West Ham United, who spent Christmas in fourth place, are by no means a poor side. But they were made to look like one at Stamford Bridge today, going down 2-0 in a match that might have been over long before halftime.

Sam Allardyce wasn't particularly concerned with taking the match to Chelsea, as evidenced by his leaving both Alex Song and Diafra Sakho on the bench, but his side apparently didn't get the memo. Instead, they pressed high up the pitch in an attempt to win possession. It was a far cry from the '19th-century football' we saw in this fixture, and it was also a complete disaster.

Whenever the visitors charged forward to nick the ball high up the pitch, they were easily circumvented, and the resulting holes were exploited with merciless efficiency. The Blues should have gone ahead in the fourth minute, when Willian's cross was allowed to reach the onrushing Oscar, but the Brazilian, perhaps surprised by the gift, was forced into an extra touch and then skied his shot under pressure from Adrian.

Gary Cahill got in on the action as well, heading just wide after a partially-cleared set piece before thumping a shot right down Adrian's gullet after West Ham's defence completely lost him on a corner. By the half-hour mark, Chelsea were starting to get frustrated. They were completely dominant, but thanks to a combination of their own wastefulness and Adrian's goalkeeping heroics, the match was still scoreless.

Step forward, John Terry.

The skipper had notched the opener against Stoke City and he repeated the feat here. Eden Hazard won a corner after some trademark scurrying in the West Ham box, and from there everything was far too easy. Diego Costa rose highest to flick on towards the back post, where both Terry and Nemanja Matic were lurking to poke home. It was Terry who got on the end of the ball, adjusting his feet well and guiding a straightforward shot into the back of the net.

The floodgates briefly looked like opening, and Adrian did well to deny a superb long-ranger from Matic before Costa blazed over from an Ivanovic cross. But the second goal refused to come, and the Blues ended up going into the interval with a hilarious lead in both possession and shots but an extraordinarily slender one in terms of goals.

Naturally, the visitors came out after the break much improved, and took the game to Chelsea for all of five minutes before falling off once more. At this point, Allardyce made changes, pulling off Andy Carroll, who was apparently playing, as well as Mark Noble. On came Sakho and Song. Naturally, after the Hammers did all that work rejigging their team, Costa scored just to spite them.

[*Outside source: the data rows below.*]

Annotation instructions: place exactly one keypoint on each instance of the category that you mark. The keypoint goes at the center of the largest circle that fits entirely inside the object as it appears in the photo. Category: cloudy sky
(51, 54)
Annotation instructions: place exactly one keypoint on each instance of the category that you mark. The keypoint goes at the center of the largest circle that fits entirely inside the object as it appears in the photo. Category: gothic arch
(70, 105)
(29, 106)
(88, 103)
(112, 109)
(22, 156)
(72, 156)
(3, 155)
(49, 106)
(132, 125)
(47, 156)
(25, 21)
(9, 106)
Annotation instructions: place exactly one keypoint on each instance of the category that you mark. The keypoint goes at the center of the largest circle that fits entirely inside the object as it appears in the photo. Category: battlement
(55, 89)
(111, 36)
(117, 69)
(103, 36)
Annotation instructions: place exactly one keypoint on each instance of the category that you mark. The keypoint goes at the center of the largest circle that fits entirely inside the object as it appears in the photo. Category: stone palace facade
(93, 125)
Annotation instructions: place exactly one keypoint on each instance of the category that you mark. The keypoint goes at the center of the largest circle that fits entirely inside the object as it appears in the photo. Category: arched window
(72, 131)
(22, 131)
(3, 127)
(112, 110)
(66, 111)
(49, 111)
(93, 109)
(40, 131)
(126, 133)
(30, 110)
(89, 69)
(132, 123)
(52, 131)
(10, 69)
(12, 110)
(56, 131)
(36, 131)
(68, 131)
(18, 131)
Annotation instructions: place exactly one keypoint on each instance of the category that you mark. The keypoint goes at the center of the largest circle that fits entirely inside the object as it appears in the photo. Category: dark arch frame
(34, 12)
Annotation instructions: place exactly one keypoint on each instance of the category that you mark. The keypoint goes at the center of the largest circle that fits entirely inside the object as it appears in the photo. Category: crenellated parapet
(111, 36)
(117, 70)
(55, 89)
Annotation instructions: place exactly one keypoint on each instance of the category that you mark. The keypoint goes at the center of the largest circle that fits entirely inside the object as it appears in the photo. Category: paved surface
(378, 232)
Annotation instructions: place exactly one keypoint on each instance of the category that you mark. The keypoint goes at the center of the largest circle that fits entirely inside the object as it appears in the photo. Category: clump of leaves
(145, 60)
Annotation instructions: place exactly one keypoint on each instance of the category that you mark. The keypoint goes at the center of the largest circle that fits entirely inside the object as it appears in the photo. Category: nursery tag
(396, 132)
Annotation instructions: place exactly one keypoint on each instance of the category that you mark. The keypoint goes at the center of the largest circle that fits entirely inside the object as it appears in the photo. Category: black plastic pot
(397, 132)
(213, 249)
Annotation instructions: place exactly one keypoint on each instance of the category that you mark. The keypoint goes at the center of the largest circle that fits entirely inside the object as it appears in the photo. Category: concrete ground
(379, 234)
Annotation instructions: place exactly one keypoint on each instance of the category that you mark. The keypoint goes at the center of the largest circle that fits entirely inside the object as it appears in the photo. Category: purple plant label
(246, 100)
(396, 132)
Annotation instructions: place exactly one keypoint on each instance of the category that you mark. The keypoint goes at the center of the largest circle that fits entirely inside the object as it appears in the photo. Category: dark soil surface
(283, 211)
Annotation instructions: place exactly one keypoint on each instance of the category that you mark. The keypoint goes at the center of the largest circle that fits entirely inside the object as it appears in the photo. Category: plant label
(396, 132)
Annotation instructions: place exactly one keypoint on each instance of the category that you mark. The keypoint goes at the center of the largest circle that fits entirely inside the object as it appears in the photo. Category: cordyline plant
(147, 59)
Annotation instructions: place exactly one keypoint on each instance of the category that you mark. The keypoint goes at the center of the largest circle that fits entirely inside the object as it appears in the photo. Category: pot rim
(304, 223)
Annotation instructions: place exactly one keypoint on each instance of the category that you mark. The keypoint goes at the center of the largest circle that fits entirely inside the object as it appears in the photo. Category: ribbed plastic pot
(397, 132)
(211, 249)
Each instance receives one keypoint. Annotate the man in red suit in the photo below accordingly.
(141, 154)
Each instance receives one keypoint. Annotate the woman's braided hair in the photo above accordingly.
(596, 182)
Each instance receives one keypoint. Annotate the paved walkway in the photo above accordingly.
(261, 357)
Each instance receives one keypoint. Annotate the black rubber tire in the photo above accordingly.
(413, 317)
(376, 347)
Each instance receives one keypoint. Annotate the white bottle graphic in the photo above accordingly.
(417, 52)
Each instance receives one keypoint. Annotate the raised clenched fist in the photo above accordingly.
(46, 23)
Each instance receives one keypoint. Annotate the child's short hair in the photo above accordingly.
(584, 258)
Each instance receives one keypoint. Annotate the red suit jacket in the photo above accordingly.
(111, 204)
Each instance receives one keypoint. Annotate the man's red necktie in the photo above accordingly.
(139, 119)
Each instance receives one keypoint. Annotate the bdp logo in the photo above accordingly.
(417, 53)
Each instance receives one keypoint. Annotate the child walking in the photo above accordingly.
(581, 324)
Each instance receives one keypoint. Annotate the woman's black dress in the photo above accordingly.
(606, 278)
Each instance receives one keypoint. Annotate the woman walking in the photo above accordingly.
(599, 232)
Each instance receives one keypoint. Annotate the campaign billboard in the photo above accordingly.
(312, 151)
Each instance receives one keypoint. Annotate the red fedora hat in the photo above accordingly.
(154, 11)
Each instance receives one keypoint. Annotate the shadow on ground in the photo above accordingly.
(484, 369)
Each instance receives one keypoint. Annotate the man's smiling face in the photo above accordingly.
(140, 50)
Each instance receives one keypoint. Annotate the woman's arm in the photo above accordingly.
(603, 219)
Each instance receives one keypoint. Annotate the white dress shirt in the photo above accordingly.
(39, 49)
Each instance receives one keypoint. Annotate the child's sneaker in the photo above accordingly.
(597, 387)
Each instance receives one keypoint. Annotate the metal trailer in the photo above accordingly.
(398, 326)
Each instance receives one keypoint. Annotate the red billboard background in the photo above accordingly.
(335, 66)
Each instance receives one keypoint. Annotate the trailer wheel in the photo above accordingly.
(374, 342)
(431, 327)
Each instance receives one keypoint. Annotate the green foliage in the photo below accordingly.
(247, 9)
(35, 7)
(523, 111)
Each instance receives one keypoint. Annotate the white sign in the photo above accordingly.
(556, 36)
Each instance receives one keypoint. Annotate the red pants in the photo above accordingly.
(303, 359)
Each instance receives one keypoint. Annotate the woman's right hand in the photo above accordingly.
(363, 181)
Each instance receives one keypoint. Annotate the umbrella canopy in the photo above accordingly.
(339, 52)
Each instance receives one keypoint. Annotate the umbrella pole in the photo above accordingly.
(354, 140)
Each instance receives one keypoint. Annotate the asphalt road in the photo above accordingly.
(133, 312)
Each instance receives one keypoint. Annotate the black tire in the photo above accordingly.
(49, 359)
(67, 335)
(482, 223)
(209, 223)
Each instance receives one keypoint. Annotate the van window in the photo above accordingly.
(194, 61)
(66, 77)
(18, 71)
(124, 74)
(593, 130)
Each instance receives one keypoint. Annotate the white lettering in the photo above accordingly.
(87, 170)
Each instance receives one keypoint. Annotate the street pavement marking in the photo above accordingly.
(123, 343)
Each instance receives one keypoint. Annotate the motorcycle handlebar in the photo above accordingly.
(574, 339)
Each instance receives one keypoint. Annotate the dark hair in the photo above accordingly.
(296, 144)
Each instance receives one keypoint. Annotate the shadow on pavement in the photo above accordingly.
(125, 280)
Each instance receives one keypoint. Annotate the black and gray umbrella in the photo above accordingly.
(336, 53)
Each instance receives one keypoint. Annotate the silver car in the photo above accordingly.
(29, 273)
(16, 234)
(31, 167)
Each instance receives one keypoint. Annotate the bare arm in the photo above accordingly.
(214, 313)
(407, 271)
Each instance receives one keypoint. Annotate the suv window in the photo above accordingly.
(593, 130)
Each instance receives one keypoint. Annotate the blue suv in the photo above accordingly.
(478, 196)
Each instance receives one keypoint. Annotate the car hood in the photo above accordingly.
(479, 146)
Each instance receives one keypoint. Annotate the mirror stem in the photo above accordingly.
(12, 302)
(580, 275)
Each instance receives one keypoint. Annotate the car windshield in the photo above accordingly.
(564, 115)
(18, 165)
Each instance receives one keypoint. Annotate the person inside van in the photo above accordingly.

Matic, who kept up his otherworldly form from the Stoke game, robbed Cheikhou Kouyaté in midfield. Hazard picked out Costa in space, and the striker, up against three defenders, took them all out of play with one little shimmy before sweeping the ball past Adrian to make it 2-0. It was an astonishing, world class goal, and it took any momentum that the West Ham subs might have given them and stomped all over it, yelling happily.

Costa could and should have doubled his tally on the night shortly thereafter, when Ivanovic swung a neat cross for him to meet at the far post, but, his ire having subsided, the forward opted to show mercy on poor Adrian and skewed well over and wide instead.

Oscar was feeling less merciful, forcing the keeper into a smart stop from a curling free kick, and as the game died down Winston Reid was called into action with very nice blocks. Perhaps the only blemish on Chelsea's evening was their lacklustre defending in the final five minutes of play, which saw Morgan Amalfitano twice get clean looks on goal. The winger hit the post once and really should have scored, which would have made the end of the match a far more tense affair.

But he didn't, and the Blues were able to chuckle their way through to full time. Not bad at all.